Un bateau d’aide à Gaza encerclé par la marine israélienne


humanity

Le bateau a quitté Chypre lundi/hier, défiant la blocus de la marine israélienne.
Un bateau transportant 21 militants pro-palestiniens a été encerclé mardi en pleine mer par cinq navires de la marine israélienne pour l’empêcher d’atteindre la bande de Gaza, a indiqué le mouvement « Free Gaza » qui organise cette expédition.

Matériel médical, jouets, kits d’aide humanitaire
« Des bâtiments de guerre israéliens ont entouré le bateau et menacé d’ouvrir le feu s’il ne faisait pas demi-tour.

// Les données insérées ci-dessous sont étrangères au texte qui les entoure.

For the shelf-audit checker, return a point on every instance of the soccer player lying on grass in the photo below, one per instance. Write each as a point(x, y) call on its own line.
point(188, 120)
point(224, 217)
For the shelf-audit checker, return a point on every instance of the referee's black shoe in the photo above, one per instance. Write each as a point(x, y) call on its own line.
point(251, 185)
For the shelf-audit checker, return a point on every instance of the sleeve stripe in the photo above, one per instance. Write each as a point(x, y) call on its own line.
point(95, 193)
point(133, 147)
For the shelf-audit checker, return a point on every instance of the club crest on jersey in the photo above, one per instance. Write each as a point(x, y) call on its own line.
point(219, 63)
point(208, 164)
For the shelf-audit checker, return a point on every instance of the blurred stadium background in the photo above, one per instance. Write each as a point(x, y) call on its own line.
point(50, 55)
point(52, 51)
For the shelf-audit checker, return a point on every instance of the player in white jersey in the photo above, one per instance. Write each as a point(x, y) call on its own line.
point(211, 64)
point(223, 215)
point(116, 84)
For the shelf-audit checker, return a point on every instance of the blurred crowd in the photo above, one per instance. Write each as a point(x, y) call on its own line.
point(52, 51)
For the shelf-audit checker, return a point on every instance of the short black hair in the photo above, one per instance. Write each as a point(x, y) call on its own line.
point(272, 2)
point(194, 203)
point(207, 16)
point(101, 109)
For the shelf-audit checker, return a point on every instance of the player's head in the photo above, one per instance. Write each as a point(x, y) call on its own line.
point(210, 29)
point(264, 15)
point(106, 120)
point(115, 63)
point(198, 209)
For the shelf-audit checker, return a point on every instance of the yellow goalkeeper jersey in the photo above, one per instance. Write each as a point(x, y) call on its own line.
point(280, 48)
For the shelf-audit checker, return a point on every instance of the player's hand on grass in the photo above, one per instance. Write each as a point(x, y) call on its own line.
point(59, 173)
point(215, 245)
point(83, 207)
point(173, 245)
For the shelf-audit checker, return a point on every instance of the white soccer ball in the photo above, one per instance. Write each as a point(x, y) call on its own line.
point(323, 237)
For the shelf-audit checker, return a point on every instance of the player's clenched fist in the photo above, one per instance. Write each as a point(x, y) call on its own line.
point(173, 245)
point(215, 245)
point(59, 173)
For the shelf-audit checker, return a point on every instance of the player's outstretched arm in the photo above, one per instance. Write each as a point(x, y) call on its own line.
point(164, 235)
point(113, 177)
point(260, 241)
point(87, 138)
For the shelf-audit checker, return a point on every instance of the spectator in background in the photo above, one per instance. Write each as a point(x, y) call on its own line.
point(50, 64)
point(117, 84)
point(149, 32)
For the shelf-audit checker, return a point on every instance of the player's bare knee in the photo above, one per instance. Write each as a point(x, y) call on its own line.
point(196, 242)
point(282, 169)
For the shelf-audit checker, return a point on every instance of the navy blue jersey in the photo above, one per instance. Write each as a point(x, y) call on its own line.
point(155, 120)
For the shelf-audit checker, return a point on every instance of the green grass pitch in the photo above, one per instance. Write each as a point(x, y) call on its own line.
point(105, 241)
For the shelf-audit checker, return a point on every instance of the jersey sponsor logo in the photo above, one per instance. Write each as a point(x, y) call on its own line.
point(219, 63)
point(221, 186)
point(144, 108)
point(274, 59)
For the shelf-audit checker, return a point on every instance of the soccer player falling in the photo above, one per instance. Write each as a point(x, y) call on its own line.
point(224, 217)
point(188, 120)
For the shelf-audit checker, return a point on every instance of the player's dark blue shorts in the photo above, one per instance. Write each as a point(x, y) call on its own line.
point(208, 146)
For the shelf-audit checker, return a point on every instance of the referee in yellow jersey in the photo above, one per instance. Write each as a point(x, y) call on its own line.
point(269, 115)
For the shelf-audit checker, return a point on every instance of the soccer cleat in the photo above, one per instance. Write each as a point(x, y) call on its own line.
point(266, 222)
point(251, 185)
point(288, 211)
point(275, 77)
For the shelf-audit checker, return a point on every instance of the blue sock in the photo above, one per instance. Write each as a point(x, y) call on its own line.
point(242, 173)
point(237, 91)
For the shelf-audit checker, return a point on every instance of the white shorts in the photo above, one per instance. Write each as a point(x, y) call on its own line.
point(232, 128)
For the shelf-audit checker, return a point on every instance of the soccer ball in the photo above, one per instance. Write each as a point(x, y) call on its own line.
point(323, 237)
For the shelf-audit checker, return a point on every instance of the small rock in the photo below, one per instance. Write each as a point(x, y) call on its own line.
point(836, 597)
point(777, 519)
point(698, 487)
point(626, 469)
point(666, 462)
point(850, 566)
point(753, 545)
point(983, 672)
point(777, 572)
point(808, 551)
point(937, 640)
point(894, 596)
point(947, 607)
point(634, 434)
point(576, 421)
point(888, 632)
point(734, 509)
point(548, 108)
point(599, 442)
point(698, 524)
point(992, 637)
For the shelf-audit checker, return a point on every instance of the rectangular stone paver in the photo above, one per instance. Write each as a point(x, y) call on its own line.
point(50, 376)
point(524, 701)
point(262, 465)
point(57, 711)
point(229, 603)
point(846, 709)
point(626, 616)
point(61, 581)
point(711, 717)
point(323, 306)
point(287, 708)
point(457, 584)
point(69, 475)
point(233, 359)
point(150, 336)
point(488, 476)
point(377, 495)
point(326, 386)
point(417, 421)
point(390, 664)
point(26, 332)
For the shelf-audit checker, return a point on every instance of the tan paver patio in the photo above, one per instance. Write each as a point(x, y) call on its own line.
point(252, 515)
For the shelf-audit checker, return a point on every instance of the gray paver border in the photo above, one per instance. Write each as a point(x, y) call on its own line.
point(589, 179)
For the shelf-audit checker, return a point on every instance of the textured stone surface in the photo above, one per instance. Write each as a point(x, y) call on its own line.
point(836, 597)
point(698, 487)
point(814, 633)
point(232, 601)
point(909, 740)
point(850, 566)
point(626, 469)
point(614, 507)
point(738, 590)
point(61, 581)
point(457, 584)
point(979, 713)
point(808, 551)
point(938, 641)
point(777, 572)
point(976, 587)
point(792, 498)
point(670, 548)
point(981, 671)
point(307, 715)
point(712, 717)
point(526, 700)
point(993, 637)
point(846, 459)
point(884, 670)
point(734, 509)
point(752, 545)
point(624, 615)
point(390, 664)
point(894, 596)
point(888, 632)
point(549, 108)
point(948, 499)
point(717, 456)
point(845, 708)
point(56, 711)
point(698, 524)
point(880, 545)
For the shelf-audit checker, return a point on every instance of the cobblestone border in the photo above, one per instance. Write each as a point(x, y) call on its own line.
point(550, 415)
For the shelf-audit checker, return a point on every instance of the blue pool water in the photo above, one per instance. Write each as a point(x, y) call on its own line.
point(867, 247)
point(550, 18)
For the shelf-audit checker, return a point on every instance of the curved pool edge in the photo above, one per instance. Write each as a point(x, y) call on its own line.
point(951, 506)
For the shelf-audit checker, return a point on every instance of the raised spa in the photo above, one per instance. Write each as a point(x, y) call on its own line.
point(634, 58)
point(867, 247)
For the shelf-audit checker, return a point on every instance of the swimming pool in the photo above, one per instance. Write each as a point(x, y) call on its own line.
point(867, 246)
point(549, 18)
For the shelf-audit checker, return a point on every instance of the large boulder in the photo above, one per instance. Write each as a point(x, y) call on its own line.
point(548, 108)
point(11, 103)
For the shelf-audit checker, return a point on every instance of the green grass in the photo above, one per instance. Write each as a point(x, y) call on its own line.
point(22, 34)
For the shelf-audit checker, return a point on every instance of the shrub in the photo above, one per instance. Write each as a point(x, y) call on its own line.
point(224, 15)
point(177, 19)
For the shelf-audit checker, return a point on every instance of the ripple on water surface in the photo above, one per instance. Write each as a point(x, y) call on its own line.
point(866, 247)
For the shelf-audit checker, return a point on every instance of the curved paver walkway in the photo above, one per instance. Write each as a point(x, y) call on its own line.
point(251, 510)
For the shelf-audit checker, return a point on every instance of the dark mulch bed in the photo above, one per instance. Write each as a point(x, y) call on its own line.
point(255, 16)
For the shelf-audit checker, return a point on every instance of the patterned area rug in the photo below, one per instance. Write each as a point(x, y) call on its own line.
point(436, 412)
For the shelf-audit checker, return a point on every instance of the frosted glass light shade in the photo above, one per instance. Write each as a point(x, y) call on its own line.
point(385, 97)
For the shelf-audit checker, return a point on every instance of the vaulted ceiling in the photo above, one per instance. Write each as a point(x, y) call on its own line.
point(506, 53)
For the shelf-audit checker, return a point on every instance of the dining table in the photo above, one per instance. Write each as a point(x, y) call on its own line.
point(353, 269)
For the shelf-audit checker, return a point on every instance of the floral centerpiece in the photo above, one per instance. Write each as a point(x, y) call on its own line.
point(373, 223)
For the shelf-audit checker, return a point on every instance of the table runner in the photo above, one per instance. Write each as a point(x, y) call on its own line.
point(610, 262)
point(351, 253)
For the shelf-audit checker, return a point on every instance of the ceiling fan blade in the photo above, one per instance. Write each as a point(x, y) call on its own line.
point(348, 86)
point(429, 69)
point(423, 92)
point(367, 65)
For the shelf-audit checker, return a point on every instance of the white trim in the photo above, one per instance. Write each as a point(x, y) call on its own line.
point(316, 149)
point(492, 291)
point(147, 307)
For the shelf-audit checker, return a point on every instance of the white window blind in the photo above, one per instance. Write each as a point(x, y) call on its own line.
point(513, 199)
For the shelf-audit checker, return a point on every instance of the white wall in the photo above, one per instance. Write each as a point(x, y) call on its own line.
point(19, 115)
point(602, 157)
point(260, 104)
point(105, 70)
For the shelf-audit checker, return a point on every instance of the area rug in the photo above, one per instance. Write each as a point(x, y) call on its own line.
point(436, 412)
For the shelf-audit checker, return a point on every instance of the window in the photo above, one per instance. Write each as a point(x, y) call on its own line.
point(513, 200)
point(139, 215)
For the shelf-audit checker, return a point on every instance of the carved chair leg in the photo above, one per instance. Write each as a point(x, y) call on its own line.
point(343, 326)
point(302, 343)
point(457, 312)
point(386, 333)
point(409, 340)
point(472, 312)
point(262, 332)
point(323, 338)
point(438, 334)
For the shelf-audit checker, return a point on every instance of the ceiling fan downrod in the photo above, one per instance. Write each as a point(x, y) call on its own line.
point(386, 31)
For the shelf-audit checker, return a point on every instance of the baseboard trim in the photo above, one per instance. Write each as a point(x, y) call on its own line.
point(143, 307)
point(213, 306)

Lorsque les activistes ont refusé de se laisser intimider, les forces d’occupation israéliennes ont commencé à brouiller leurs instruments de navigation », a affirmé le mouvement dans un communiqué.

Le bateau transportant du matériel médical, des jouets et des kits d’aide humanitaire est parti de Chypre lundi dans le but de dénoncer le blocus israélien imposé à la bande de Gaza depuis la prise de contrôle du Hamas islamiste en juillet 2007.

Un prix Nobel de la paix à bord
Plusieurs expéditions du même ordre avaient été menées avec succès l’an dernier et avaient permis de remettre de l’aide aux habitants de Gaza. Mais une dernière tentative, à la mi-janvier, en pleine offensive de l’Etat hébreu dans le territoire palestinien, avait été repoussée par la marine israélienne.

Le bateau, sur lequel se trouvent des activistes de 11 nationalités dont la prix Nobel de la paix Mairead Maguire, devait accoster sur les côtes de la bande de Gaza mardi, après une trentaine d’heures de trajet.

Mensonge sur la destination du navire
Interrogé par l’AFP, un porte-parole du ministère israélien des Affaires étrangères, a indiqué que ce bateau n’avait pas le droit de pénétrer dans les eaux territoriales de la bande de Gaza, « car ses propriétaires ont menti en affirmant au départ que le port de destination était Port-Saïd » en Egypte.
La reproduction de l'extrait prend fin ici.